Body weight, wing length, wing width, body length: continuous, ratio. Gender, type: discrete, nominal
In Fisher's iris data, classify each variable in terms of type and level of measurement.
Petal width, petal length, sepal width, sepal length: continuous, ratio. Type: discrete, nominal
Study the Challenger experiment to explore the relationship between temperature and O-ring erosion.
In the Vietnam draft data, classify each variable in terms of type and level of measurement.
Birth month: discrete, interval; Birth day: discrete, interval
In the two SAT data sets, classify each variable in terms of type and level of measurement.
SAT math and verbal scores: probably continuous, ratio; State: discrete, nominal; Year: discrete, interval
Study the Literary Digest experiment to to predict the outcome of the 1936 presidential election.
Study the 1948 polls to predict the outcome of the presidential election between Truman and Dewey. Are these designed experiments or an observational studies?
Designed experiments, but poorly designed
Study Pearson's experiment to explore the relationship between heights of fathers and heights of sons.

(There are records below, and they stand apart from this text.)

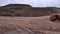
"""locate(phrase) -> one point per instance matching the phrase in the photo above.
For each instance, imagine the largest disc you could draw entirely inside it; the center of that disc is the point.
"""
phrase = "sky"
(33, 3)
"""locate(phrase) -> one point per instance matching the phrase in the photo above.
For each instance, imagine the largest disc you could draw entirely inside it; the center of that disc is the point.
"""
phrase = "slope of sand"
(28, 25)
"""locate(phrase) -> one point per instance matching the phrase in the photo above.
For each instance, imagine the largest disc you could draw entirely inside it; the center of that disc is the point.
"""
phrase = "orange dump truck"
(55, 17)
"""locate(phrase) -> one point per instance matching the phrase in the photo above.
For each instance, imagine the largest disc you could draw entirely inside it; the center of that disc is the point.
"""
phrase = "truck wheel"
(53, 18)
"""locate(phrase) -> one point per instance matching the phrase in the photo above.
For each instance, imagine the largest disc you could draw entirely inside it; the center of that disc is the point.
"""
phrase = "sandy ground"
(28, 25)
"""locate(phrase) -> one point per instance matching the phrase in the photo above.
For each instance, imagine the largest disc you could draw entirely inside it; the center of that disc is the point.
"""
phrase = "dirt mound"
(28, 25)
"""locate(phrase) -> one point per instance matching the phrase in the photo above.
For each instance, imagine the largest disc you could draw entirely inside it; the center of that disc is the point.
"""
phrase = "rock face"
(23, 10)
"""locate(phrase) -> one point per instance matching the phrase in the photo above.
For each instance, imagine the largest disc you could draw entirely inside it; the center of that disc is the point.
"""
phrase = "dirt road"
(29, 25)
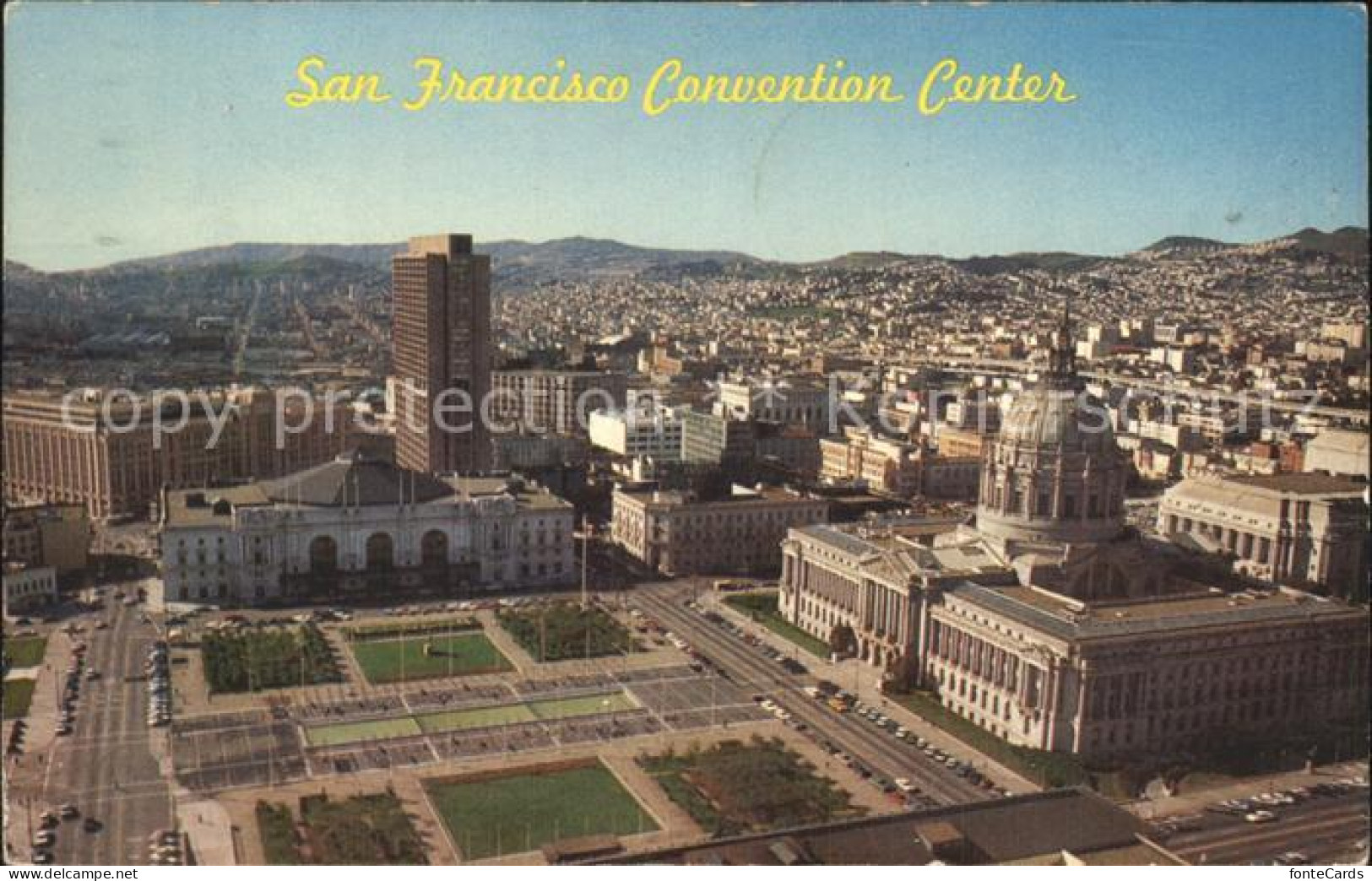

Study the Polio field trials.
Identify the parameters in each of the following:
Note the parameters for each of the following families of special distributions:
During World War II, the Allies recorded the serial numbers of captured German tanks. Classify the underlying serial number variable by type and level of measurement.
discrete, ordinal.
For a discussion of how the serial numbers were used to estimate the total number of tanks, see the section on Order Statistics in Chapter 11 on finite sampling models.